How often can I donate?
Whole blood can be donated every 8 weeks. Red blood cells have a shelf life of only 42 days!
Who Needs Blood?
- Everyone has the potential to need blood at some point in their life.
- One cancer patient can use up to 8 units* of blood each week.
- One leukemia patient can use up to 2 units each day while waiting for a bone marrow transplant.
- One sickle cell anemia patient can use up to 4 units each treatment.
- One organ transplant can take up to 40 units of blood (a liver transplant can use up to 100 units!).
- One heart bypass surgery can use up to 5 units of blood.
- One bleeding ulcer can use up to 30 units of blood.
- One hip replacement can use up to 5 units of blood.
- One brain surgery can use up to 10 units of blood.
- One auto accident or gunshot/stab wound victim can use up to 50 units of blood.
What if I take medications?
Aspirin and ibuprofen will not affect a whole blood donation. Apheresis platelet donors, however, must not take aspirin or aspirin products 48 hours prior to donation. Most other medications are acceptable. It is recommended that you call the donor center ahead of time to inquire about any medications you are taking.

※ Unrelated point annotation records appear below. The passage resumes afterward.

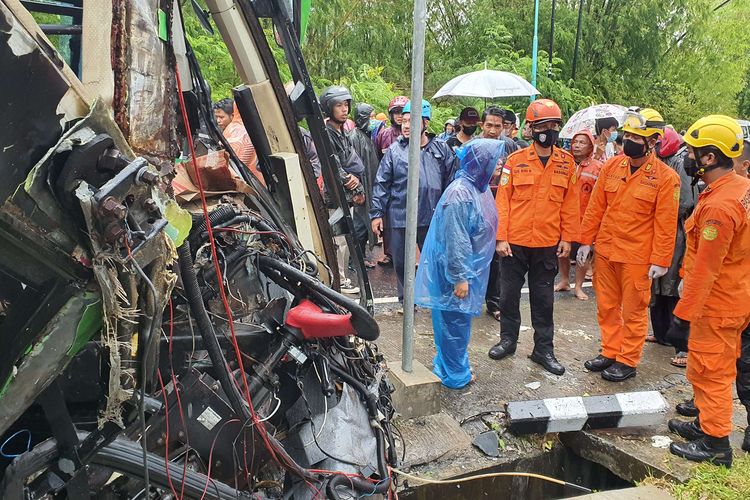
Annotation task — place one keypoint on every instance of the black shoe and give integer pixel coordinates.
(690, 430)
(598, 364)
(618, 372)
(687, 408)
(706, 449)
(502, 349)
(549, 362)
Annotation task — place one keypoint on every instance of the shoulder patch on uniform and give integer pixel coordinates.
(710, 233)
(504, 179)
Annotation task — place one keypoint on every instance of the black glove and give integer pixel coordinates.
(679, 329)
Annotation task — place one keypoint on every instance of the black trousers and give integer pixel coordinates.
(661, 318)
(492, 297)
(743, 372)
(541, 266)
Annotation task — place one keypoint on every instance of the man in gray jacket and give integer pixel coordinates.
(436, 168)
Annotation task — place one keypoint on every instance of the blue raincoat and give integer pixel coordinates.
(459, 247)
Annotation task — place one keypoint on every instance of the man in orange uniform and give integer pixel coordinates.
(538, 207)
(715, 303)
(632, 216)
(587, 172)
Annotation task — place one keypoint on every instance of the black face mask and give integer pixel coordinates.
(547, 138)
(634, 150)
(469, 130)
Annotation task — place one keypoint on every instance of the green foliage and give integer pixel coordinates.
(681, 57)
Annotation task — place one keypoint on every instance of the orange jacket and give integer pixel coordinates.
(587, 172)
(537, 205)
(716, 268)
(633, 217)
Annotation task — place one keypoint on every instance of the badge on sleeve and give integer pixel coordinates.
(710, 233)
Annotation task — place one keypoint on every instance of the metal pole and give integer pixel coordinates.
(552, 35)
(412, 186)
(535, 46)
(578, 39)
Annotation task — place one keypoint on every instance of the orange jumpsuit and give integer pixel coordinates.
(535, 206)
(716, 296)
(632, 218)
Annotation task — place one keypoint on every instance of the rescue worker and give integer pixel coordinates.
(454, 264)
(437, 164)
(538, 212)
(664, 294)
(587, 172)
(714, 307)
(632, 217)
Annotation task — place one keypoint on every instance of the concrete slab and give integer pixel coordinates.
(640, 493)
(630, 453)
(417, 393)
(432, 438)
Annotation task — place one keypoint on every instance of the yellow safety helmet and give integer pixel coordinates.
(720, 131)
(644, 122)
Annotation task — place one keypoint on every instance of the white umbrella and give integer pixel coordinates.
(488, 84)
(586, 118)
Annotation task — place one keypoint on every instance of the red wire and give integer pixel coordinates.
(179, 400)
(211, 454)
(259, 425)
(166, 439)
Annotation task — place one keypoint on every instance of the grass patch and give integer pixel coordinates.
(709, 482)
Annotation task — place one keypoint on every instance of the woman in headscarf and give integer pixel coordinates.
(455, 260)
(238, 138)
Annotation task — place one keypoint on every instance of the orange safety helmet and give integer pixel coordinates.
(543, 110)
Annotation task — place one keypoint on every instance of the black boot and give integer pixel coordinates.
(618, 372)
(548, 361)
(598, 364)
(690, 430)
(687, 408)
(706, 449)
(502, 349)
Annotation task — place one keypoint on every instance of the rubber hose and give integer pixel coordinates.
(211, 345)
(206, 329)
(217, 216)
(371, 401)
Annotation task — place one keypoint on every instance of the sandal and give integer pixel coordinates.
(680, 360)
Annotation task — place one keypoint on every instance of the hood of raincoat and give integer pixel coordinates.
(478, 160)
(362, 116)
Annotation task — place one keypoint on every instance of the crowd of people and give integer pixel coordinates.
(659, 220)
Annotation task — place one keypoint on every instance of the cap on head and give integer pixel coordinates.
(720, 131)
(543, 110)
(469, 115)
(426, 109)
(644, 122)
(332, 95)
(397, 102)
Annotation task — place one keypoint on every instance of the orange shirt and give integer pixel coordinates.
(587, 172)
(633, 217)
(716, 268)
(537, 205)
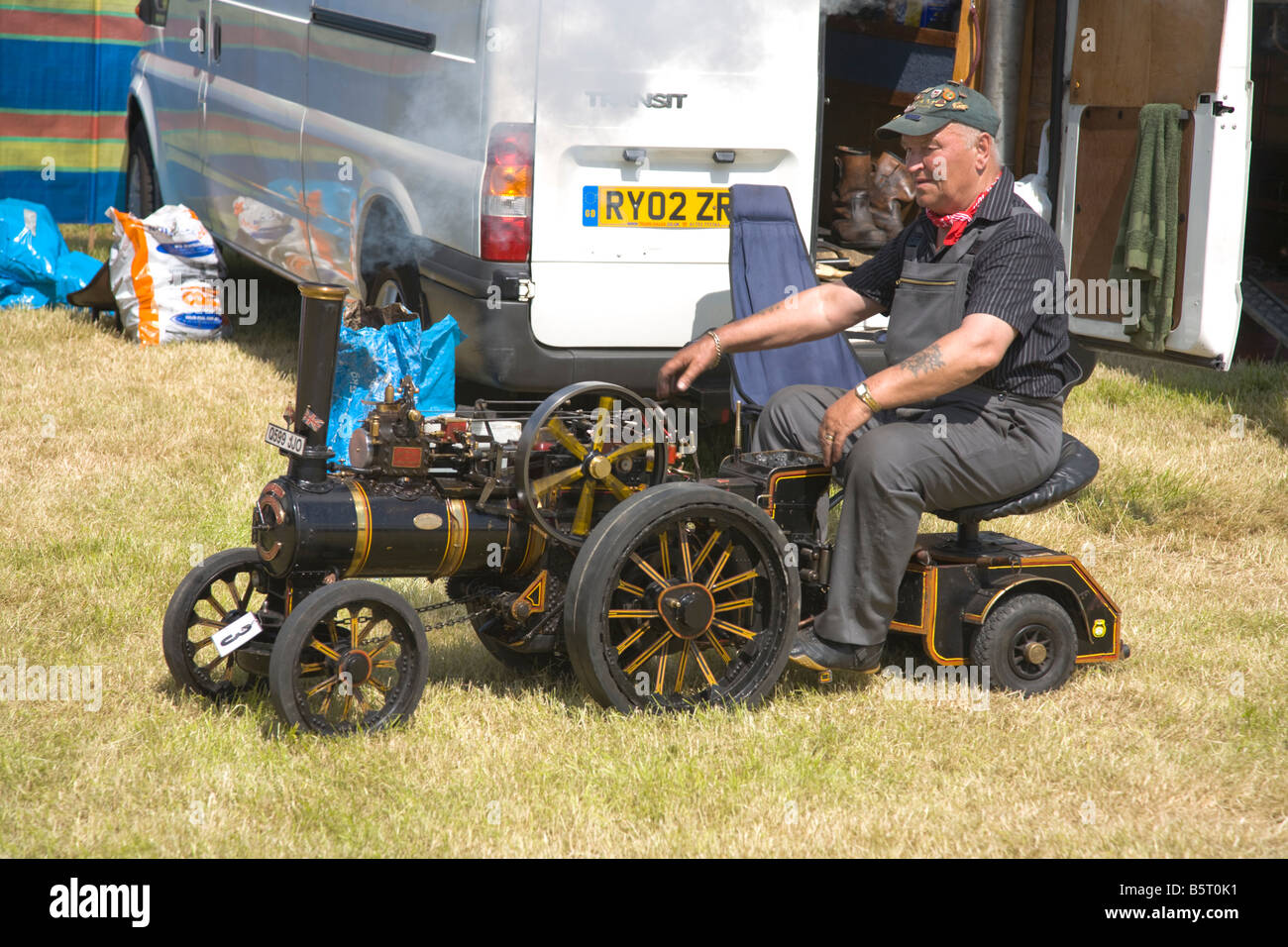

How long does the actual donation take?
The actual donation takes about 5-10 minutes. The entire donation process, from registration to post-donation refreshments, takes 30 minutes to an hour.
Does someone have to take me or pick me up?
No, you’ll be fine to drive after you replenish some of the liquids.
What are the risks involved with donating blood?
There is no risk of contracting AIDS or any other disease through the donation process. Each collection kit is sterile, pre-packaged and used only once.
Are blood donors paid?
No. Blood collected for transfusion in the US is given by volunteer blood donors. We feel saving lives is reward enough.
How much time does it take for my body to replace the blood that I donated?
Not long at all. The volume of fluids will adjust within a few hours of your donation. The red blood cells will be replaced within a few weeks.
How often may I donate?
You may donate whole blood once every 56 days, which allows plenty of time for your red cells to be replenished. Platelet (apheresis) donors may donate more frequently — as often as once every seven days and up to 24 times per year. This is because the body replenishes platelets and plasma more quickly than red cells. Platelets will return to normal levels within about 72 hours of donating. Plasma (the liquid portion of your blood) will return to normal levels within a couple of days. Red blood cells (the oxygen-carrying cells) will take approximately two weeks to reach their normal levels.
Is there anything I should do before I donate?
Be sure to eat well at your regular mealtimes and drink plenty of fluids.
What does the term “donor deferral” mean?
Individuals disqualified from donating blood are known as “deferred” donors. A prospective donor may be deferred at any point during the collection and testing process. Whether or not a person is deferred temporarily or permanently will depend on the specific reason for disqualification (e.g., a person may be deferred temporarily because of anemia, a condition that is usually reversible). If a person is to be deferred, his or her name is entered into a list of deferred donors maintained only by the blood center. If a deferred donor attempts to give blood before the end of the deferral period, the donor will not be accepted for donation. Once the reason for the deferral no longer exists and the temporary deferral period has lapsed, the donor may return to the blood bank and be re-entered into the system.
Those who may be deferred include:
- Anyone who has ever used intravenous drugs (illegal IV drugs)
- Men who have had sexual contact with other men since 1977
- Anyone who has ever received clotting factor concentrates
- Anyone with a positive test for HIV (AIDS virus)
- Men and women who have engaged in sex for money or drugs since 1977
- Anyone who has had hepatitis since his or her eleventh birthday
- Anyone who has had babesiosis or Chagas disease
- Anyone who has taken Tegison for psoriasis
- Anyone who has risk factors for Crueutzfeldt-Jakob disease (CJD) or who has an immediate family member with CJD
- Anyone who spent three months or more in the United Kingdom from 1980 through 1996
- Anyone who received a blood transfusion in the United Kingdom or France from 1980 to the present
- Anyone who has spent five years in Europe from 1980 to the present.
If I have a cold or the flu, can I donate blood?
In order to donate, blood centers require that you be in generally good health (symptom-free) and recommend that you are feeling well.